The question is as such:
Express $x^6 + x^5 + x^4 + x^3 + x^2 + x + 1$ in irreducible factors $\in \mathbb{R}$
My initial thoughts to this were to use grouping of factors but this method was to no avail. Instead, I took this detour:
$x^6 + x^5 + x^4 + x^3 + x^2 + x + 1$ is a factor of $x^7 - 1$, that is $x^7 - 1 = (x - 1)(x^6 + x^5 + x^4 + x^3 + x^2 + x + 1)$
Hence, we can factor $x^7 - 1$ instead and just eliminate $x = 1$.
$$\to x^7 - 1 = 0$$
$$\to x^7 = 1 = e^{i2\pi}$$
$$\to x = e^{i\frac{2k\pi}{7}}, k = \{0, 1, 2, 3, 4, 5, 6\}$$
$$\to x^7 - 1 = (x - 1)(x - e^{i\frac{2\pi}{7}})(x - e^{i\frac{4\pi}{7}})(x - e^{i\frac{6\pi}{7}})(x - e^{i\frac{8\pi}{7}})(x - e^{i\frac{10\pi}{7}})(x - e^{i\frac{12\pi}{7}})$$
Finally we have, $x^6 + x^5 + x^4 + x^3 + x^2 + x + 1 = (x - e^{i\frac{2\pi}{7}})(x - e^{i\frac{4\pi}{7}})(x - e^{i\frac{6\pi}{7}})(x - e^{i\frac{8\pi}{7}})(x - e^{i\frac{10\pi}{7}})(x - e^{i\frac{12\pi}{7}})$.

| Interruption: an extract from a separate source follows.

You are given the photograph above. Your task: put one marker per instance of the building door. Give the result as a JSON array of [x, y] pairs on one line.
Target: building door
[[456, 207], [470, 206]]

After a bit more thought, we can obtain real factors by group two factors such that upon multiplication, the angle addition obtains $e^{\frac{14\pi}{7}} = 1$, as the $c$ in $x^2 + bx + c$. This would be like $(x - e^{i\frac{2\pi}{7}})(x - e^{i\frac{12\pi}{7}}) = x^2 - 2\sin(\frac{3\pi}{14})x + 1$ (Using $e^{i\theta} = \cos{\theta} + i\sin{\theta}$).

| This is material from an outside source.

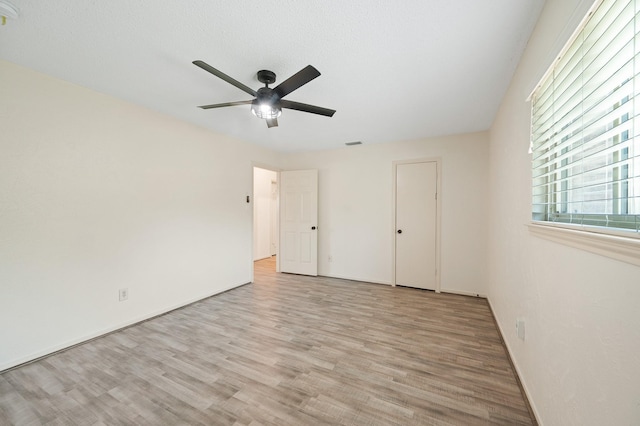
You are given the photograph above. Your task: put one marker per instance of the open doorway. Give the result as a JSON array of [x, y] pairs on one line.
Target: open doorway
[[265, 217]]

Of course, all of this is tedious by hand to work out and type here, hence my final output was $$x^6 + x^5 + x^4 + x^3 + x^2 + x + 1 = (x^2 - 2\sin(\frac{3\pi}{14})x + 1)(x^2 + 2\cos(\frac{\pi}{7})x + 1)(x^2 + 2\sin(\frac{\pi}{14}) + 1)$$.
My Question:
Is this factoring correct, and more importantly is there a more direct/simpler way to factor the polynomial?

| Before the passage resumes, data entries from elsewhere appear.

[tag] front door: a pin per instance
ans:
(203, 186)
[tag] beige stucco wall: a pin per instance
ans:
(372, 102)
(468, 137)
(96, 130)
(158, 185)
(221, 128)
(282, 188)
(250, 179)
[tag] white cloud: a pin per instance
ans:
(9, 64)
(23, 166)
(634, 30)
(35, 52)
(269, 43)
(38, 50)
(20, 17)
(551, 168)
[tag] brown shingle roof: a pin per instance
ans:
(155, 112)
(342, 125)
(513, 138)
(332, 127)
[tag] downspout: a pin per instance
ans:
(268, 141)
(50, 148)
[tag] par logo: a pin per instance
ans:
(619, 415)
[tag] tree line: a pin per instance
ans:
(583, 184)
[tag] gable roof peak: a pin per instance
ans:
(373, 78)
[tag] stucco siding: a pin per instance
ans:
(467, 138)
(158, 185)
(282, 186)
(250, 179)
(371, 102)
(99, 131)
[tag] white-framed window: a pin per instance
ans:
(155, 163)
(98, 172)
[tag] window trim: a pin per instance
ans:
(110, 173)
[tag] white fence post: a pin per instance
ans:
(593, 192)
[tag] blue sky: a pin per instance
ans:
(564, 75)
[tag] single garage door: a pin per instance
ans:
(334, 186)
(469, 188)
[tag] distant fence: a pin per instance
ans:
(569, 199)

Another well-known method is to rewrite the polynomial as follows.
$\begin{align} &1+z+z^2+z^3+z^4+z^5+z^6=\\ &=z^3\left(\dfrac{1}{z^3}+\dfrac{1}{z^2}+\dfrac{1}{z}+1+z+z^2+z^3\right)=\\ &=z^3\left[\left(\dfrac{1}{z^3}+z^3\right)+\left(\dfrac{1}{z^2}+z^2\right)+\left(\dfrac{1}{z}+z\right)+1\right]=\\ &=z^3\left[\left(\dfrac{1}{z}+z\right)^3-3\left(\dfrac{1}{z}+z\right)+\left(\dfrac{1}{z}+z\right)^2-2+\\ +\left(\dfrac{1}{z}+z\right)+1\right]=\\ &=z^3\left[\left(\dfrac{1}{z}+z\right)^3+\left(\dfrac{1}{z}+z\right)^2-2\left(\dfrac{1}{z}+z\right)-1\right]. \end{align}$
By letting $\;y=\dfrac{1}{z}+z\;$ we get that
$\begin{align} &1+z+z^2+z^3+z^4+z^5+z^6=z^3\left(y^3+y^2-2y-1\right). \end{align}$ Now consider the real roots of the polynomial $\;y^3+y^2-2y-1\;$, which all belong to the interval $\;\left]-2,2\right[\; .$